Monday, July 07, 2008

how I drive

I'm a macabre guy; I drive along I-95 wondering how I could die. What fellow citizen will fail to see me in the blind spot? Which guardrail might play the catcher's mitt to my rented Pontiac? What piece of this car might stick, slip, snap, skip, or fall off? Would the traffic report include my name while explaining the thirty minute to one hour delays? Should I consider alternate routes?

I've come to wonder about how I came to drive with the Grim Reaper riding shotgun. The only other time I recall this particular terror was in Taiwan, where I fled buses. They hurdled in at us (we who had been waiting in the monsoon for a ride to some other, less aromatic, corner of town) and we scattered and tumbled like dice on the pavement to avoid the homicidal drivers, the reckless manslaughterers who thrilled at our kinesthetic fear. Then the bus stopped, and we boarded, happier to be part of the irresistible force of the vehicle rather than splattered onto some immovable object. That terror was mostly rational. But I assess the likelihood of my brakes failing here, twenty miles from the rental counter, as alert level orange, even though my ribs are telling me: "RED, RED, RED -- Close the borders!"

I also remember fearlessness -- crossing the highway at Wachapreague (a hamlet on the Eastern Shore) in pursuit of a shade of green I had never seen before. I remember diving into Nice traffic, thinking that if I died, it would be against a backdrop of Chagall, sardines, olive oil, and lavender. There are people I love for whom I would spare no organ or injury.

My conclusion: beauty is that which makes me willing to die. Ugliness is that which makes me fear death. Black asphalt brings me closer to death, and so when I drive, I drive scared.


Dawn Coyote said...

I'm not in the mood for shameful confessions, so I won't talk about my driving.

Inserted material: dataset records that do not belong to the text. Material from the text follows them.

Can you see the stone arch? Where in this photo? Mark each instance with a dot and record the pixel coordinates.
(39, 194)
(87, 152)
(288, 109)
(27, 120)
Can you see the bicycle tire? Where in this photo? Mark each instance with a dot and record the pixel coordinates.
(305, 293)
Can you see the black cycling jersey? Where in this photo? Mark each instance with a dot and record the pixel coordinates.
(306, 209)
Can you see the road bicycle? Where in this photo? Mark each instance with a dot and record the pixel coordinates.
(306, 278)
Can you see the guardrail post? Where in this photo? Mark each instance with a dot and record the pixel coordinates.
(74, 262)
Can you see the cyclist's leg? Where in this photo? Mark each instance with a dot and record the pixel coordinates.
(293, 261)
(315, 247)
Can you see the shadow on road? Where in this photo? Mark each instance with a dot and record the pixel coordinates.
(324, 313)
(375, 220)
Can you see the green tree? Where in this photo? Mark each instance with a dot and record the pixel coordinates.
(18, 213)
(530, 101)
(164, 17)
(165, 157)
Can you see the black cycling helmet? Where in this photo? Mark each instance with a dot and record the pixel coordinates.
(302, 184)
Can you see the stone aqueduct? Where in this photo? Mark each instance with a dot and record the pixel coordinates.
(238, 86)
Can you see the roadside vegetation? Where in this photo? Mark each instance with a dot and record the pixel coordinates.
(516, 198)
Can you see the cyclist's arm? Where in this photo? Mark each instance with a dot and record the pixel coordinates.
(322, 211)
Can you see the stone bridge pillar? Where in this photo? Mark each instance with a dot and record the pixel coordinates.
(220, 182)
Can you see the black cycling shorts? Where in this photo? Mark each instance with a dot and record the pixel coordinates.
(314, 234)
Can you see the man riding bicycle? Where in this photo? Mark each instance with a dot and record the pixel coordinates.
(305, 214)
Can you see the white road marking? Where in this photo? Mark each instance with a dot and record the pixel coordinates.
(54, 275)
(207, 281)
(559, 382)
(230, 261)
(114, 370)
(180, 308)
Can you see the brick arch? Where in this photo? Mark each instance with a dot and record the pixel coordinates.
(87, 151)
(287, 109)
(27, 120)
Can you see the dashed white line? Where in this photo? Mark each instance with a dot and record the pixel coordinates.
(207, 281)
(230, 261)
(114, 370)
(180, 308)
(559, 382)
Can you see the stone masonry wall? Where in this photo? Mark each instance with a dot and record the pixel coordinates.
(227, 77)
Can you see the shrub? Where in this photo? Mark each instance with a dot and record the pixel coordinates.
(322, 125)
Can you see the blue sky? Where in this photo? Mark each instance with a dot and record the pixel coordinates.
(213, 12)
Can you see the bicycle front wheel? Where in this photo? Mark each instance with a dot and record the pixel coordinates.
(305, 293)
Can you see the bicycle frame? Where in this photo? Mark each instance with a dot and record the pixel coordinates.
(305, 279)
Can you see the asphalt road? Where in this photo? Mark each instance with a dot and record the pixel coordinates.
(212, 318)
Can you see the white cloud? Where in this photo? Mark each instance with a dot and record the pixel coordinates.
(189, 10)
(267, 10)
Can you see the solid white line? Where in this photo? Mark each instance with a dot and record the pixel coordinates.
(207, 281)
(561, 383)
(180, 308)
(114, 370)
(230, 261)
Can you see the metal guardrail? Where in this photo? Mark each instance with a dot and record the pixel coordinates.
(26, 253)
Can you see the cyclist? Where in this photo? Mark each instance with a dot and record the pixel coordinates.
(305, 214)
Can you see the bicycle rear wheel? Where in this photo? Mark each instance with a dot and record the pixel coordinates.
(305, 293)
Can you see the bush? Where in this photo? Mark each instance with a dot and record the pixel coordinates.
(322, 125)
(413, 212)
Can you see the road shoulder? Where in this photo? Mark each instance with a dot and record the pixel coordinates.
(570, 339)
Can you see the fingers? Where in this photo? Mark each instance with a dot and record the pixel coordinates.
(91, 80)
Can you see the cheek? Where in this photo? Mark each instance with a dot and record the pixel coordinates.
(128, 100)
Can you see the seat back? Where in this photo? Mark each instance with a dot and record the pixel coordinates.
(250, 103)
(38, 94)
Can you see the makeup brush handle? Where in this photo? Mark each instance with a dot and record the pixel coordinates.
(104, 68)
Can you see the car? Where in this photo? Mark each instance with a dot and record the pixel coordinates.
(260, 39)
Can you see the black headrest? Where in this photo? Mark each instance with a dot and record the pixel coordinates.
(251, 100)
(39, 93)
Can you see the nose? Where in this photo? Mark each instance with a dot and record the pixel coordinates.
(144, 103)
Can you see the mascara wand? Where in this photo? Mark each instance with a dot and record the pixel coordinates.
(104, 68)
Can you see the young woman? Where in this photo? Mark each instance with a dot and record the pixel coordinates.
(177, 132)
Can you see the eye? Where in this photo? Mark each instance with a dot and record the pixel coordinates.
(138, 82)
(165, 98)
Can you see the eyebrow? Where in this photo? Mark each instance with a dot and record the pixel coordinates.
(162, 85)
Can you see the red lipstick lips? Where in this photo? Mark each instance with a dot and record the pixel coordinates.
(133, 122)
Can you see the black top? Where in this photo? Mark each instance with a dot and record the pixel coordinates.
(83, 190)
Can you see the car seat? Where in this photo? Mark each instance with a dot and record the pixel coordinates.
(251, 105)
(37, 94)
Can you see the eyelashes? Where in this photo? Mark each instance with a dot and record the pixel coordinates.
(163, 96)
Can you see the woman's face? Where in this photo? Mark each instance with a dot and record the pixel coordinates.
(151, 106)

I participated in a Death and Impermanence workshop ("Death is certain; only the hour and manner of death are uncertain.") led by my brother's teacher some years ago.

At one point, she had us sit outside in the grass and meditate on our own eventual demise, and when I did that, it wasn't fear, but love that I felt - a ferocious attachment to the earth in all its blades and grains.

I don't know how that relates to your observations about driving, but I'm an inattentive driver, and often afraid.

On other topics: what I'm noticing about online/real life interaction is mostly to do with the way groups organize themselves into hierarchies, into opposition to perceived hierarchy, and the ways dominance is sought in both arenas.

It seems that regardless of the goals of the group, the internal dynamics will evolve to reflect common social structures of dominance and submission even when there is an explicit desire to avoid that outcome.

topazz said...


As far as the online thing; exactly. And I'm sick to death of it. (No pun intended)

august: I think driving essays could be a genre unto themselves, I love reading them.

august said...

Topazz, thanks. Transport in general seems to be a common theme in my writing -- don't know why.

Dawn -- I wrote a response, I think to noclaro (maybe Iso?) that involved meditation. Oh yeah, I think I said that I took meditation as the effort to remain focused, and that I can really only do that when physically spent. So yes, I think I see the connection.

Hierarchies. I guess I must just be clueless. My sense is that most online attempts to spell out a hierarchy fail miserably. And I've never found myself to have more or less power than anybody else (at least on the Fray -- wikifray a little different but at the end of the day not really). There are a few folks running around who annoy the crap out of me, but damned if I can think of anything to do about it. Really the worst thing I think I can do is ignore someone (and also the best, in terms of defending myself from abuse). On the fray, I try to maintain a certain level of credibility among the people I respect. That's hardly hierarchy.

All that said, it's not like I don't know what you're talking about. Some posters dole out a lot of abuse, and some posters endure a disproportional share. At the same time, the few times I've been abused, I in effect wound up taking part in my own humiliation by responding instead of going for a walk. So I guess I don't see "structures of dominance and submission." But I haven't been reading all that closely (on BOTF). Maybe I'm part of the problem.

Keifus said...

Heirarchies: I don't tend to have much patience with either enthusiastic leaders or followers, even if they have their occasional places. Does that mean that I'm defining myself in opposition to the concept of dominance? I'd rather not have to use that framework.

Actually, August basically nails it: "establish a certain level of crediblity..." I think it's a fine credo. I suppose groups can coalesce out of mutual respect (and segregate by means of unequal respect). But I don't like these conversations. They lead to examination of my own crappy behaviors.

I kind of liked the "family of individual blogs" model that was going for a while. It seems to work elsewhere. Problem is, none of us write enough.

If I write something in the near future on driving, will I be following?